British writer and scientist (1861–1943)

Edward Heron-Allen FRS (born Edward Heron Allen) (17 December 1861 – 26 March 1943) was an English polymath, writer, scientist and Persian scholar who translated the works of Omar Khayyam.

==Life==

Edward Heron-Allen c.1918.

Heron-Allen was born in London, the youngest of four children of George Allen and Catherine Herring. He was educated at Elstree and Harrow School from 1876, where he developed an interest in classics, science and music (particularly in violin playing); however, he did not attend university. In 1879 he joined the family firm of Allen and Son, solicitors, in Soho, London. The practice office was located close to the violin-making district and Heron-Allen made the acquaintance of Georges Chanot III, a distinguished violin maker, and learned how to make violins, making some himself. He subsequently produced a book on violin making that was still in print over a hundred years later.

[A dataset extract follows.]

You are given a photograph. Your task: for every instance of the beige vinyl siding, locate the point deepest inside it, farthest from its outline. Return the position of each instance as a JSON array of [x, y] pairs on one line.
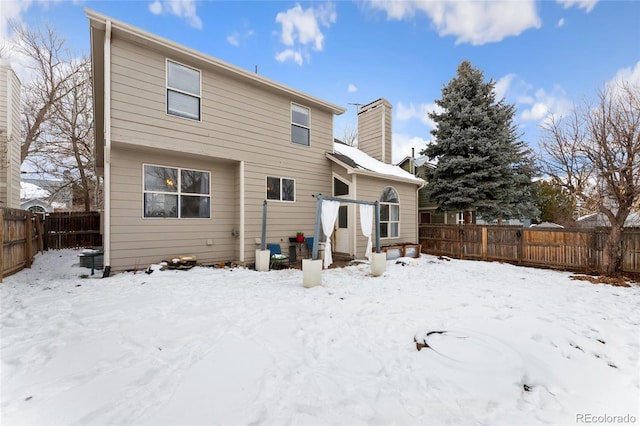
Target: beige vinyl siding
[[284, 219], [370, 189], [238, 120], [137, 242]]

In 1885 he studied the Turkish language with Garabet Hagopian, the Armenian envoy in London. In addition to Hagopian, Heron-Allen sought the guidance of Charles Wells, a Turkish lexicographer.

He was an expert on the art of cheiromancy or palmistry, having read palms and analysed the handwriting of luminaries of the period, he wrote several books on the subject and in 1886 went on a lecture tour of the United States. He also cast horoscopes, and did one for Oscar Wilde's elder son Cyril on his birth in June 1885; he delivered it to the parents later in the year, noting in his diary "It grieved them very much".

On his return from the USA he returned to his legal practice in London, but found time to develop his other interests, including the study of Persian. He made friends with Mirza Malkom Khan (Nāẓem-al-Molk), the famous Persian Minister in London and in 1896 he studied colloquial Persian with Mirza ʿAlinaqi of the Persian Legation. In 1897 he began studying with Edward Denison Ross, Professor of Persian at University College, London. He published a literal translation of the Rubaiyat of Omar Khayyam (1898) from the then earliest manuscript in the Bodleian Library, followed by other studies of various versions up to 1908. He also published a translation entitled The Lament of Baba Tahir (1901) from a little-known Persian dialect, Luri.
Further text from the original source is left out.